LINIMASA - Kuasa hukum terdakwa Haris Azhar meminta majelis hakim memutuskan untuk menunda sidang kasus pencemaran nama baik Luhut Binsar Pandjaitan.
Dalam eksepsinya, pengacara Haris menilai Polda Metro Jaya harusnya memeriksa laporan dugaan gratifikasi dan pelanggaran hak asasi manusia (HAM) dengan terlapor Luhut lebih dulu daripada laporan pencemaran nama baik.
"Menyatakan proses pemeriksaan perkara terhadap diri terdakwa Haris Azhar ditunda sampai dengan adanya putusan yang berkekuatan hukum tetap mengenai perkara dugaan tindak pidana korupsi atas nama terlapor Luhut Binsar Pandjaitan," ujar tim hukum Haris di ruang sidang Pengadilan Negeri Jakarta Timur, Senin (17/4/2023), melansir Suara.com.
Pengunjung sidang yang merupakan pendukung Haris tampak riuh dan bertepuk tangan. Bahkan salah satu pengunjung sidang ada yang sampai berteriak.
"Wuuuu," ujar pengunjung sidang seraya tepuk tangan.
Jadi terdakwa pencemaran nama baik
Haris didakwa mencemarkan nama baik Luhut Binsar Pandjaitan oleh jaksa.

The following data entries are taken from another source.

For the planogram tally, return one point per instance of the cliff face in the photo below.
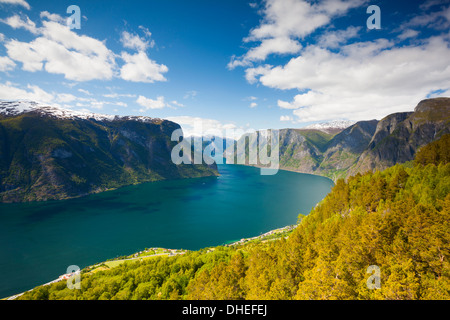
(46, 155)
(365, 145)
(399, 136)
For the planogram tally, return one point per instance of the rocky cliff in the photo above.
(365, 145)
(52, 153)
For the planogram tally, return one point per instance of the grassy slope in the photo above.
(397, 219)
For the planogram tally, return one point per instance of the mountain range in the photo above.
(48, 152)
(51, 153)
(334, 152)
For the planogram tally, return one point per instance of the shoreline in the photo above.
(166, 252)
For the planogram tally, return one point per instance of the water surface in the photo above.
(39, 240)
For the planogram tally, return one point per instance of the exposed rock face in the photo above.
(47, 154)
(365, 145)
(399, 136)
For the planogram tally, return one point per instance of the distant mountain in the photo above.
(52, 153)
(331, 150)
(332, 126)
(399, 136)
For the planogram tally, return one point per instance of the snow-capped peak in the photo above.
(335, 124)
(14, 108)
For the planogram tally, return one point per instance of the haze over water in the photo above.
(38, 241)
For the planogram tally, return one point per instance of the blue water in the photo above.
(39, 240)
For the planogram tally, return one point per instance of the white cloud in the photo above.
(139, 68)
(196, 126)
(190, 94)
(148, 103)
(65, 97)
(286, 118)
(176, 103)
(86, 92)
(22, 3)
(358, 85)
(8, 91)
(408, 33)
(132, 41)
(59, 50)
(334, 39)
(52, 17)
(286, 21)
(16, 22)
(340, 79)
(6, 64)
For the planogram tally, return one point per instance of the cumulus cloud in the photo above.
(133, 41)
(149, 104)
(139, 68)
(6, 64)
(197, 126)
(22, 3)
(285, 22)
(363, 81)
(17, 22)
(9, 91)
(59, 50)
(337, 74)
(286, 118)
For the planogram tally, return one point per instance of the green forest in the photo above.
(397, 220)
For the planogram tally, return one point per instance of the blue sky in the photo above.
(227, 63)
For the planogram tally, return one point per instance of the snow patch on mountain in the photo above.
(14, 108)
(335, 124)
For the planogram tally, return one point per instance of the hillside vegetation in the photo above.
(397, 219)
(44, 157)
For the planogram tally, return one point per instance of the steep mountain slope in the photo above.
(365, 145)
(396, 220)
(323, 152)
(52, 153)
(399, 136)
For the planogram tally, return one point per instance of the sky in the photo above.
(227, 64)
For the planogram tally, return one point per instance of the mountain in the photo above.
(399, 136)
(377, 236)
(48, 152)
(335, 126)
(333, 151)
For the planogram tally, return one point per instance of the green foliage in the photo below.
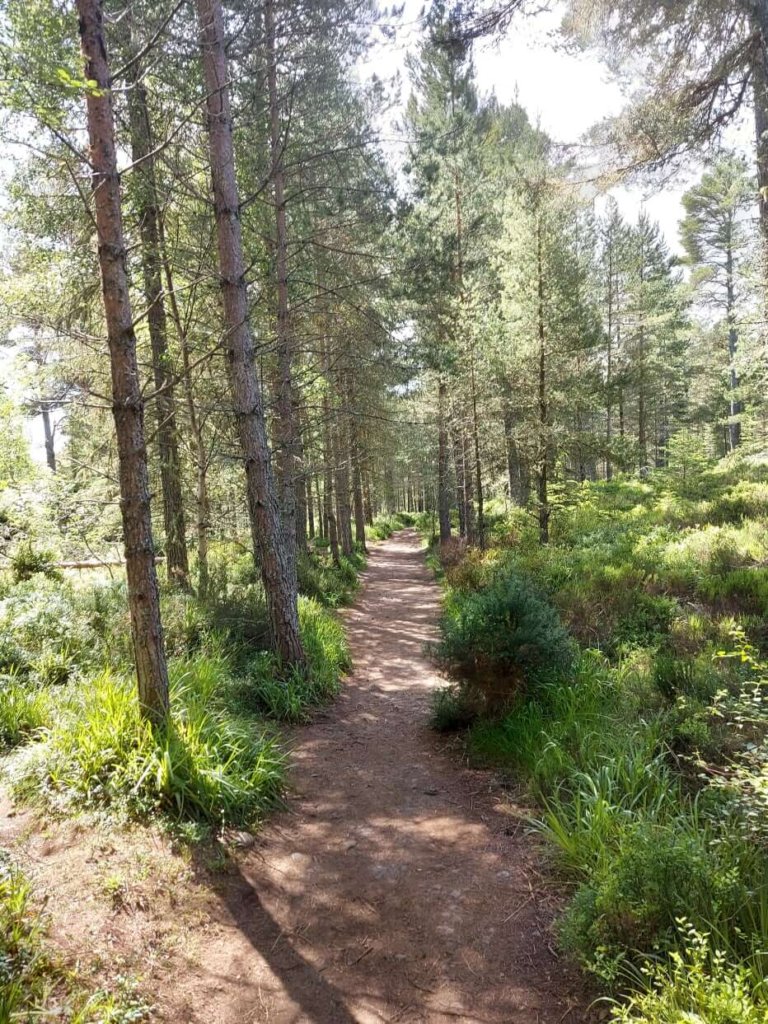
(452, 709)
(648, 757)
(25, 709)
(496, 634)
(27, 561)
(291, 696)
(696, 985)
(207, 765)
(332, 585)
(385, 525)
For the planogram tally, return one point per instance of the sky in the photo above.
(562, 92)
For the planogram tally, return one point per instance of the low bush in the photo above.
(28, 561)
(502, 634)
(291, 696)
(328, 584)
(696, 986)
(647, 750)
(452, 709)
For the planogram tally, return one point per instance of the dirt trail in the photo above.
(397, 887)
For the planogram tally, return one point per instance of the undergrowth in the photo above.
(647, 752)
(67, 691)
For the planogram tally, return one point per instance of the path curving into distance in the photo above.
(398, 887)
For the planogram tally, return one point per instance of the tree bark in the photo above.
(443, 482)
(355, 458)
(543, 469)
(278, 568)
(288, 436)
(734, 426)
(177, 563)
(143, 595)
(50, 449)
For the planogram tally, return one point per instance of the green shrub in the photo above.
(205, 766)
(657, 875)
(265, 687)
(25, 710)
(34, 985)
(452, 709)
(502, 633)
(696, 986)
(28, 561)
(385, 525)
(329, 584)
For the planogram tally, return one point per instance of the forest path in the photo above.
(398, 887)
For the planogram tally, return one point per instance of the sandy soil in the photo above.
(397, 887)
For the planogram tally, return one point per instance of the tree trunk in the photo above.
(443, 481)
(50, 450)
(476, 446)
(289, 441)
(203, 505)
(734, 426)
(356, 461)
(278, 567)
(609, 371)
(143, 595)
(544, 509)
(177, 564)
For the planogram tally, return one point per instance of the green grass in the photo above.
(34, 983)
(647, 758)
(206, 766)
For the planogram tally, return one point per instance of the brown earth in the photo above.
(398, 886)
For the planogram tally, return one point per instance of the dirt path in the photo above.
(396, 888)
(392, 890)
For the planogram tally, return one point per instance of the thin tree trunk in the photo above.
(461, 489)
(278, 565)
(476, 445)
(50, 450)
(203, 505)
(285, 406)
(143, 594)
(734, 426)
(443, 481)
(544, 509)
(609, 371)
(355, 461)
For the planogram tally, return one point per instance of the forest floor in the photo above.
(397, 886)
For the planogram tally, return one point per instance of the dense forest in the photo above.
(267, 322)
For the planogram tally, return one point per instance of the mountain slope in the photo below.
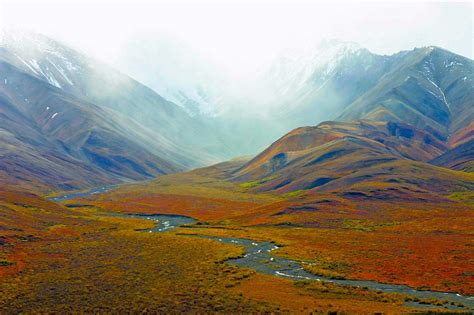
(430, 88)
(58, 140)
(459, 158)
(353, 159)
(68, 121)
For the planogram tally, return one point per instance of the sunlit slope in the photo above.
(360, 159)
(68, 121)
(58, 140)
(430, 88)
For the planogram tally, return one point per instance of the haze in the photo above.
(242, 38)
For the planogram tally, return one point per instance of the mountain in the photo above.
(430, 88)
(68, 121)
(459, 158)
(363, 158)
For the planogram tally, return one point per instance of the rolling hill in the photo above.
(69, 121)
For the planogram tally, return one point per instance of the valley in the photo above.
(334, 180)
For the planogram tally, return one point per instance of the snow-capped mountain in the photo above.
(60, 108)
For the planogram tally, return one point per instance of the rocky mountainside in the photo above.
(69, 121)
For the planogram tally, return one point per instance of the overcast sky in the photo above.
(243, 34)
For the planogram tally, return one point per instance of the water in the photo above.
(258, 257)
(83, 194)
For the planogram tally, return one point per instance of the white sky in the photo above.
(240, 35)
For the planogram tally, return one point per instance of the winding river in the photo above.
(258, 256)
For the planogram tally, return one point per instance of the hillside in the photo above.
(69, 121)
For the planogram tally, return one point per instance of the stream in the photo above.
(258, 257)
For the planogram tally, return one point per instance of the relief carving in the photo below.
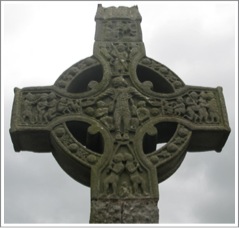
(41, 108)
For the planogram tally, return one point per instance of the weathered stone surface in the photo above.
(124, 211)
(105, 115)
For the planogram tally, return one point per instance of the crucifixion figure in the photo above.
(105, 115)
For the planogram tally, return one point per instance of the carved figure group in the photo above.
(134, 186)
(42, 108)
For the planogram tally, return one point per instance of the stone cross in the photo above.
(105, 115)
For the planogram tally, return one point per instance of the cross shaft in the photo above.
(105, 115)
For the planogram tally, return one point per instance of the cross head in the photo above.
(105, 115)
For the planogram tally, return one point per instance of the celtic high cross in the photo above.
(105, 115)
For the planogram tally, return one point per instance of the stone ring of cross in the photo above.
(118, 121)
(91, 112)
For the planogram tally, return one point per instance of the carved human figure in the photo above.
(125, 190)
(212, 108)
(203, 113)
(114, 171)
(124, 107)
(133, 168)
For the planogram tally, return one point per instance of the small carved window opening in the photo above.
(158, 83)
(86, 80)
(80, 132)
(165, 131)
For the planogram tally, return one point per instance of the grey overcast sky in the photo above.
(197, 40)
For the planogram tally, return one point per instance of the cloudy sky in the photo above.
(194, 39)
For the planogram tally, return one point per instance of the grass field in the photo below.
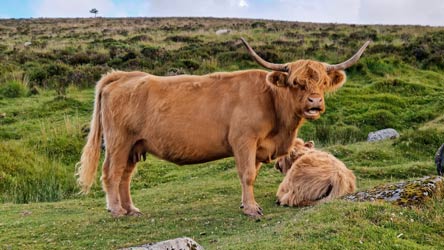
(46, 97)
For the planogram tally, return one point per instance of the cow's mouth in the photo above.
(313, 113)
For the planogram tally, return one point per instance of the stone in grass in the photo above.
(439, 160)
(222, 32)
(183, 243)
(407, 194)
(383, 134)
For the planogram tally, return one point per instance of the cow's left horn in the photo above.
(268, 65)
(349, 62)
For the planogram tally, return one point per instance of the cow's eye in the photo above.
(302, 87)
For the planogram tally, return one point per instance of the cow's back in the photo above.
(183, 119)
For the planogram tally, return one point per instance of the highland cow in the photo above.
(252, 115)
(312, 176)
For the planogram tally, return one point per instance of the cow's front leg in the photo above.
(245, 156)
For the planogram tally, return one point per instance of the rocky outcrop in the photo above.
(409, 193)
(383, 134)
(183, 243)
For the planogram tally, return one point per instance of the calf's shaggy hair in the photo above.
(313, 177)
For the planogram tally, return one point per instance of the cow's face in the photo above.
(300, 148)
(307, 81)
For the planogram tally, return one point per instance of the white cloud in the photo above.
(425, 12)
(243, 3)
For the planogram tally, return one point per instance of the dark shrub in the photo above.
(13, 89)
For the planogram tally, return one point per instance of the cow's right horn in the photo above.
(258, 59)
(349, 62)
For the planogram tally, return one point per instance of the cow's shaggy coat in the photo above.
(252, 115)
(313, 177)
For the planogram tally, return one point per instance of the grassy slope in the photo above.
(41, 138)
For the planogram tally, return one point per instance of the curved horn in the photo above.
(268, 65)
(349, 62)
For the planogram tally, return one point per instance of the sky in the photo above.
(420, 12)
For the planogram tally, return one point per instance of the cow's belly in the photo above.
(188, 141)
(270, 148)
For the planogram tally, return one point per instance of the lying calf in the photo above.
(312, 176)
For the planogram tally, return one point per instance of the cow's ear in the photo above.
(277, 78)
(337, 79)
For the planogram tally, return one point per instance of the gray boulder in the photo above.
(383, 134)
(183, 243)
(439, 160)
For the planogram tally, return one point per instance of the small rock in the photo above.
(439, 160)
(222, 32)
(25, 213)
(183, 243)
(407, 194)
(383, 134)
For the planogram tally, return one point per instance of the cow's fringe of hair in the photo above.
(86, 169)
(308, 73)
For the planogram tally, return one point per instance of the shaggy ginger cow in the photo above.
(253, 115)
(312, 176)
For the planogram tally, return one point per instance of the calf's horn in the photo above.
(349, 62)
(268, 65)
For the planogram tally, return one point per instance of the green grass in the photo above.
(398, 83)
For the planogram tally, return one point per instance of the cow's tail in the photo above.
(86, 169)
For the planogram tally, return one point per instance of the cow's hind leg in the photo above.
(125, 193)
(137, 153)
(113, 169)
(245, 156)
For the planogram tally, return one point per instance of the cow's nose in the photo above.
(315, 100)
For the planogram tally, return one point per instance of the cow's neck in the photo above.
(287, 122)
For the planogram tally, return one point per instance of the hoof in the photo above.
(254, 211)
(118, 213)
(134, 212)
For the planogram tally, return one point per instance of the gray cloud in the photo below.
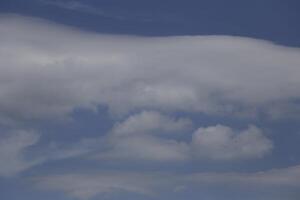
(142, 137)
(48, 70)
(12, 151)
(85, 186)
(222, 143)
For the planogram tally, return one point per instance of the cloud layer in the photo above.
(85, 186)
(48, 71)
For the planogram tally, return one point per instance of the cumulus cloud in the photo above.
(139, 138)
(150, 122)
(12, 151)
(85, 186)
(223, 143)
(48, 70)
(142, 137)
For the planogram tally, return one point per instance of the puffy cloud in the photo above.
(85, 186)
(223, 143)
(142, 137)
(146, 148)
(12, 151)
(151, 122)
(139, 137)
(47, 70)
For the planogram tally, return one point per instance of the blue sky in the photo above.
(152, 100)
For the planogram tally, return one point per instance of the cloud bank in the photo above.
(48, 70)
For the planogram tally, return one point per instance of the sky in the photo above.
(149, 100)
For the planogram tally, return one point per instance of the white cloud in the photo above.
(139, 138)
(12, 151)
(85, 186)
(150, 122)
(142, 137)
(47, 71)
(146, 148)
(222, 143)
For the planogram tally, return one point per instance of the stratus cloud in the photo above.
(47, 70)
(223, 143)
(150, 122)
(85, 186)
(12, 151)
(139, 138)
(143, 137)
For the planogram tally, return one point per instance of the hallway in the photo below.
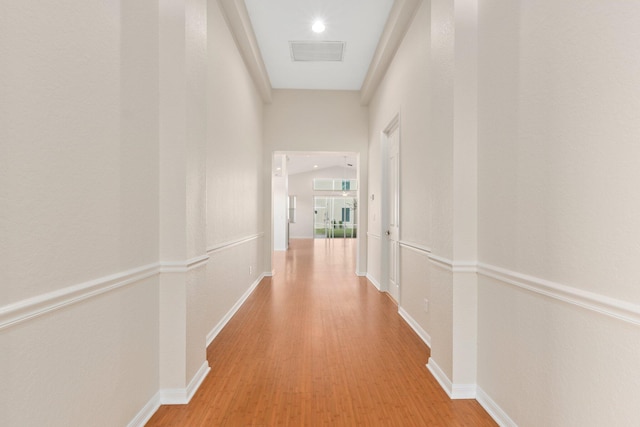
(317, 345)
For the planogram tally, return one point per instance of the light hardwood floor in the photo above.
(317, 345)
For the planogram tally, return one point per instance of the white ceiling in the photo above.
(305, 162)
(359, 23)
(299, 163)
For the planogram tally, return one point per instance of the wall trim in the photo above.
(442, 262)
(424, 336)
(496, 412)
(182, 396)
(400, 17)
(454, 391)
(237, 18)
(440, 376)
(227, 317)
(373, 281)
(612, 307)
(30, 308)
(183, 266)
(231, 243)
(146, 412)
(424, 250)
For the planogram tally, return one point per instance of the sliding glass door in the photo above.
(334, 217)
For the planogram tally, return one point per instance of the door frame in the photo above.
(392, 126)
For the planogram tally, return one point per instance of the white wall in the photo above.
(319, 121)
(130, 198)
(79, 211)
(549, 199)
(301, 186)
(234, 230)
(559, 96)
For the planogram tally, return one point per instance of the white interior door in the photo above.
(393, 233)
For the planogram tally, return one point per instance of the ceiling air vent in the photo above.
(316, 51)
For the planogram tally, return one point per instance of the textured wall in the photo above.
(558, 173)
(78, 204)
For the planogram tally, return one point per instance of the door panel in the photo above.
(393, 232)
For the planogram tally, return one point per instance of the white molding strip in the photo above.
(445, 263)
(423, 250)
(398, 22)
(237, 17)
(453, 266)
(184, 266)
(424, 336)
(608, 306)
(146, 412)
(29, 308)
(221, 324)
(496, 412)
(373, 281)
(232, 243)
(454, 391)
(463, 391)
(440, 376)
(182, 396)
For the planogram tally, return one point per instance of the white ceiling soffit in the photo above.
(358, 23)
(316, 51)
(240, 25)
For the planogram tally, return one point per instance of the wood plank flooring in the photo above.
(316, 345)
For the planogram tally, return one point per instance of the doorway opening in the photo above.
(335, 217)
(315, 195)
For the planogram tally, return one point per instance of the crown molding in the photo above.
(237, 18)
(400, 17)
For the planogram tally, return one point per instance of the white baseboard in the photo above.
(415, 326)
(454, 391)
(146, 412)
(373, 281)
(182, 396)
(496, 412)
(216, 329)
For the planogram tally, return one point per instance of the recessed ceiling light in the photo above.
(318, 26)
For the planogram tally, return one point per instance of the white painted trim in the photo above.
(146, 412)
(29, 308)
(415, 247)
(227, 317)
(440, 376)
(618, 309)
(442, 262)
(237, 18)
(424, 336)
(398, 22)
(453, 266)
(496, 412)
(463, 391)
(183, 266)
(373, 281)
(232, 243)
(454, 391)
(182, 396)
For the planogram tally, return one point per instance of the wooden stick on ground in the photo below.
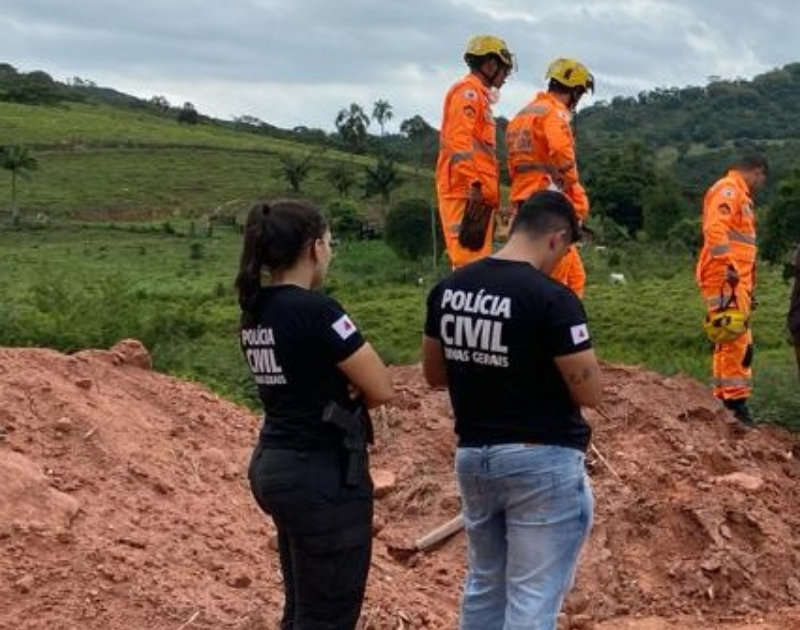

Dakwaan tersebut dibacakan jaksa dalam persidangan yang berlangsung di Pengadilan Negeri Jakarta Timur, Senin (3/4/2023).
Jaksa menganggap pernyataan Haris dalam sebuah video yang diunggah di kanal YouTube milik Haris telah mencemarkan nama baik Luhut.
"Ada lord Luhut di balik relasi ekonomi-ops militer Intan Jaya!! Jenderal BIN juga Ada1! >NgeHAMtam," begitu judul unggahan video tersebut.
Baca Juga: Tanda Umat Islam yang Mendapat Lailatul Qadar Dibongkar Buya Yahya, Simak Penjelasannya
Hal yang dibahas dalam video tersebut yakni terkait kajian cepat "Koalisi Bersihkan Indonesia dengan judul Ekonomi-Politik Penempatan Militer di Papua: Kasus Intan Jaya."
Pendiri Lokataru Foundation tersebut didakwa Pasal 27 ayat 3 juncto Pasal 45 ayat 3 Undang-Undang ITE, Pasal 14 ayat 2 Undang-Undang Nomor 1 Tahun 1946, Pasal 15 UU Nomor 1 Tahun 1946, dan Pasal 310 KUHP. Setiap pasal tersebut di juncto Pasal 55 ayat 1 KUHP.